(Photo : Marie-Catherine Goudreau)

Des recherches sur les forêts anciennes au coeur du Mont Kaaikop

Par Marie-Catherine Goudreau

Depuis des années, la Coalition pour la préservation du mont Kaaikop se bat pour que la montagne soit protégée des coupes forestières. Aujourd’hui, des chercheurs l’Institut des sciences de la forêt tempérée (ISFORT) de l’Université du Québec en Outaouais (UQO) sont sur le terrain pour y étudier les vieilles forêts qui s’y trouvent. Celles-ci, rares au Québec, pourraient être importantes pour la lutte contre les changements climatiques.

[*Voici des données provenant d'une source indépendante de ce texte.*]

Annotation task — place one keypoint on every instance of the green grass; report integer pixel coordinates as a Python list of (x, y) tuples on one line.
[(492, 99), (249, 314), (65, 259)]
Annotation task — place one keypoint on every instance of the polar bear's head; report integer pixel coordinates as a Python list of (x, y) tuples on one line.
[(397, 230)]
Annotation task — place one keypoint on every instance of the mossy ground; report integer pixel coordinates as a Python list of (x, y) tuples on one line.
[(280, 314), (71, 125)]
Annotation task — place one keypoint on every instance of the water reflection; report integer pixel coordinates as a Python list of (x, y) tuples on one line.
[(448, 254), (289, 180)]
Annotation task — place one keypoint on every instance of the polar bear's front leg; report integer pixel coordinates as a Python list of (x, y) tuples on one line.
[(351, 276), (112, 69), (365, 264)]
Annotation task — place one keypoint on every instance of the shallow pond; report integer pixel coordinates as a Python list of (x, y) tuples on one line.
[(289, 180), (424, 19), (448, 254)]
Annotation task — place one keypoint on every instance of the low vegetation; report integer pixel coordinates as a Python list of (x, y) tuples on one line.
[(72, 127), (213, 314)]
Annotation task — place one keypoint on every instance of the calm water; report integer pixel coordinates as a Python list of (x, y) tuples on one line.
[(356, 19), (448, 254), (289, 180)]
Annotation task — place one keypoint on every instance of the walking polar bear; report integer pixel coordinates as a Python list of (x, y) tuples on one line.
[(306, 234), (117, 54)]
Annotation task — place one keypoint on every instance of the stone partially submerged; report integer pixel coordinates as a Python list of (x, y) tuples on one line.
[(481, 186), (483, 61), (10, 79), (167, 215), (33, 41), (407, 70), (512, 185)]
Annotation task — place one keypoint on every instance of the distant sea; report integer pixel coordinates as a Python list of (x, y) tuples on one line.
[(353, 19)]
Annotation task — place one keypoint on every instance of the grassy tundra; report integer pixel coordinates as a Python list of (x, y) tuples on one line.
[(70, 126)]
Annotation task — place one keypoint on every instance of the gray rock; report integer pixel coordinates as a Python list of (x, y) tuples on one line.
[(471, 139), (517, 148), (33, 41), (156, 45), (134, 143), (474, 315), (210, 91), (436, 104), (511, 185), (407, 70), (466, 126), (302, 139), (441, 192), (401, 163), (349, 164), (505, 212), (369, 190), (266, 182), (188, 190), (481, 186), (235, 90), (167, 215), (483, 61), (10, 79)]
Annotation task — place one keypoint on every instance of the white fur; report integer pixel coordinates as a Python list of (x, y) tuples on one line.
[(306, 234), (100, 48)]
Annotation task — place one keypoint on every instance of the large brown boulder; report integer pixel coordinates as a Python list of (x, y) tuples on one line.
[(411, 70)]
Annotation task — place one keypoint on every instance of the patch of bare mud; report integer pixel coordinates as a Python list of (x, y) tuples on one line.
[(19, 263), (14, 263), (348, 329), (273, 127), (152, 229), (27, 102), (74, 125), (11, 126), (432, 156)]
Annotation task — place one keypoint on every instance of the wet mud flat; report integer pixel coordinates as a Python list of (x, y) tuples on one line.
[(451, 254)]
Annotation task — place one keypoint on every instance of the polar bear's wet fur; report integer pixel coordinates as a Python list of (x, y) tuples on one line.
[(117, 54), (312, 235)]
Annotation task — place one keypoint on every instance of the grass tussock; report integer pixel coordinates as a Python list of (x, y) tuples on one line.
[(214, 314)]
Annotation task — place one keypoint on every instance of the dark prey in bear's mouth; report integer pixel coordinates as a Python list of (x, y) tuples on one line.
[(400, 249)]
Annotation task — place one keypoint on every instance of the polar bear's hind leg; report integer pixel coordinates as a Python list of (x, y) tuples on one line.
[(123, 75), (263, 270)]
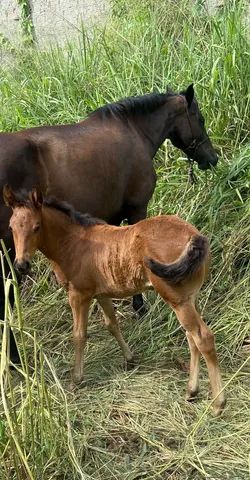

Sylvain Delagrange, chercheur à l’ISFORT, est à la base de ce projet de recherche. Il s’y est penché lorsqu’un ministre du gouvernement du Québec avait énoncé que les vieilles forêts ne fournissaient plus pour les coupures de bois et qu’il fallait les rajeunir. « De ce que je connaissais de la littérature, c’était l’inverse. Les vieilles forêts sont des réserves de biodiversité, des puits de carbone et des forêts très intéressantes », affirme-t-il.

Des recherches sur les forêts anciennes au coeur du Mont Kaaikop.
Photo : Marie-Catherine Goudreau.

Fixer le carbone

« Notre hypothèse est que l’aménagement forestier, en enlevant les gros arbres et en perturbant les sols, affecte le mécanisme de fixation de CO2 dans le sol. » Celui-ci est efficace pour lutter contre les changements climatiques et réduire la présence de carbone dans l’air.

La manière la plus efficace pour capter le carbone à long terme n’est pas dans les arbres et les troncs, mais plutôt dans le sol, explique le chercheur. « Il a été démontré que le carbone fixé dans le sol des forêts plus âgées le reste très longtemps. » Peu d’études avaient été faites à ce sujet toutefois au Québec.

« On a trouvé au mont Kaaikop des peuplements qui ressemblaient à de vieilles forêts. Alors, on a choisi cet endroit pour nos recherches », explique M. Delagrange. Ce qui est aussi intéressant à cet endroit, c’est qu’il y a des forêts aménagées à proximité. Cela permet donc de comparer les peuplements.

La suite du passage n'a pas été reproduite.